Diane Robertson
Diane Robertson
Diane Robertson
Diane Robertson
Diane Robertson

Obituary of Diane L. Robertson

Diane Robertson, graphic designer, cat lover, and lovable curmudgeon, passed on from this life on February 23, 2023 in Olympia, Washington. She will be remembered for her exquisite taste, wicked sense of humor, unparalleled design sense, and the spectacular parties she hosted at her beautiful home of more than 40 years on Springwood.

 

Diane Lucille Petresky began life as a Jersey girl, born in Plainfield, New Jersey, in 1948 to a World War II veteran father and his Australian war bride. Her unbreakable spirit evident at an early age, Diane proved quite vexing to the nuns at her Catholic schools. Her parents eventually relented, allowing her to finish her education in public school where her wild nature and curiosity were better appreciated.

 

She earned her B.A. from an art college in Manhattan before marrying Charlie Robertson, another Jersey kid who by then had completed his service in Vietnam. Diane worked in the art department at a series of print shops and newspapers while Charlie pursued a degree in environmental studies and planning, first in Fort Collins, Colorado, and eventually at The Evergreen State College. It was here that Diane and Charlie found their “tribe” and purchased their home in a secluded spot off Bethel Street.

 

Suddenly widowed at the age of 30, Diane embarked on an unexpected new life that saw her design career blossom and her friendships expand and deepen. Her friends were as odd and eccentric as Diane.
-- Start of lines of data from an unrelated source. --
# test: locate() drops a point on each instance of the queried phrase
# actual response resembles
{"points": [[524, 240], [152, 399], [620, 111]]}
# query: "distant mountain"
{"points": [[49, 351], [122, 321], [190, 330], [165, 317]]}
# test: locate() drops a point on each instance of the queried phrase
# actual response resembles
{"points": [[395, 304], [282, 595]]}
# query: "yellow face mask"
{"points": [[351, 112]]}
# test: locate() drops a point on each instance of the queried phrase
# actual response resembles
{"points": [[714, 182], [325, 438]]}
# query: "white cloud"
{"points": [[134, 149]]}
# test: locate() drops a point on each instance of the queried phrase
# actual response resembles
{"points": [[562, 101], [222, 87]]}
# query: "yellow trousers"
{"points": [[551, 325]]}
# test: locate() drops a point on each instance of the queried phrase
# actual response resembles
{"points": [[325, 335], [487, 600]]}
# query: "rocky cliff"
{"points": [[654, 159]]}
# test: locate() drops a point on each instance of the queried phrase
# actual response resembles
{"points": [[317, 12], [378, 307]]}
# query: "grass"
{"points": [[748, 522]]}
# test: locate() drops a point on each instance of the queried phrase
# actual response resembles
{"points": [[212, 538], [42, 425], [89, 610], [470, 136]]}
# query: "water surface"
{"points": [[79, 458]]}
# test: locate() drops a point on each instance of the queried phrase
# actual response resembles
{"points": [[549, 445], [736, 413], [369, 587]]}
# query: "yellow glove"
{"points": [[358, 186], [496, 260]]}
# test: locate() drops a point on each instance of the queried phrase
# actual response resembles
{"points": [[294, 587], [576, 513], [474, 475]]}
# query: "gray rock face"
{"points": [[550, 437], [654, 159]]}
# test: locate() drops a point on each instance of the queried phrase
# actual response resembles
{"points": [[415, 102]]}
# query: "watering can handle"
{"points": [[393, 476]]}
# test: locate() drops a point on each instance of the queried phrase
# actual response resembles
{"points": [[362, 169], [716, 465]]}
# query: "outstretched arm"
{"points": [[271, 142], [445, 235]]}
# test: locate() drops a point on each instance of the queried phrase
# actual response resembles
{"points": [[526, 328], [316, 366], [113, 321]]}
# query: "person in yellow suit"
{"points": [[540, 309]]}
She was attracted to people who were unusual, kind, and exceptionally fun. She did not suffer fools gladly.

 

Diane was a master of visual communication. Her use of typography, color, scale, photography, and illustration combined to create elegant, strong, and often playful print pieces.  Her career included stints at the Lacey Leader, Timberland Regional Library System, Department of Transportation, and Office of Financial Management. She eventually joined the political consulting firm TR Strategies, where her work boosted the campaigns of many successful candidates.

 

Friends relied on Diane for her strong design sensibilities for home renovation, color and decor decisions. She was generous with her talents. She had impeccable taste. She would draw upon her degree in fashion illustration to occasionally grab a friend and rearrange a scarf or suggest alterations for a better fit. If she had a tombstone it would be engraved with the words, “No cropped or cargo pants!”

 

Anyone who knew Diane knows that she loved a man in a uniform. Her two husbands—Charlie Robertson and Jeff Skeens—were soldiers. She absolutely loved trips to Joint Base Lewis McCord and shopping at the commissary. She felt certain that she was a warrior—or was closely connected to one—in a past life.

 

Upon her retirement, Diane remained active at the downtown Y. She traveled with friends and made new ones through the Road Scholar education and travel program. In her 30s, Diane became a highly competent sailor, and helped her dear friend, Ron Arens, sail his boat Dancer from Olympia through the Straits of Juan de Fuca, down the Pacific Coast, around the tip of the Baja Peninsula and into the Sea of Cortez. Over the years, she made many trips to meet up with Ron in the U.S. Virgin Islands and sail around the Caribbean.

 

Additional destinations included road trips through New Mexico, rafting the Grand Canyon, and five-day retreats at the Land of Medicine Buddha Retreat Center in Santa Cruz, California.

 

Another favorite destination was Palm Springs, where she and her motley crew of close girlfriends rented swanky mid-century modern homes, floated in sun drenched pools, and sipped Manhattans at The Tropicale. They dubbed themselves the Palm Springs Five: Diane, Janet McLane, Rhonda Brooks, Heidi Keller and Joanie Pop. It was the P.S. four who tended to Diane when she developed an unusually aggressive form of skin cancer. They saw to it that she was able to spend her final months at her beloved home.

 

In the will that she wrote in 2010, Diane’s instructions to Janet, Rhonda, and Heidi are as creative as the life she led:

 

What to do with my ashes. My will states that I be cremated and my ashes scattered in the Gifford-Pinchot. I’m an earth sign after all…love the water, but must return to the earth. So here’s what I’m thinking…Hopefully there will be enough money for you to rent a really nice, fast, convertible. (Don’t waste money on an urn or anything.) Wait for a really nice day, (I may have to be in someone’s closet in a shoe box or something until the weather cooperates),  perhaps make a weekend out of it…Take a drive through the forest with the top down, when you see a suitable stretch of road punch the accelerator, open me up and let me go…hopefully some of me will get to glide over the smooth, shiny surface of the car, fall to the road and get washed into the forest, eventually. I’ve always loved to drive. I have always loved cars. I can’t think of a better ash delivery system.

 

Have the music turned up loud. “Pretty Woman” by Roy Orbison would be a good choice. And if you are all wearing sunglasses, and scarves are flying in the breeze, all the better!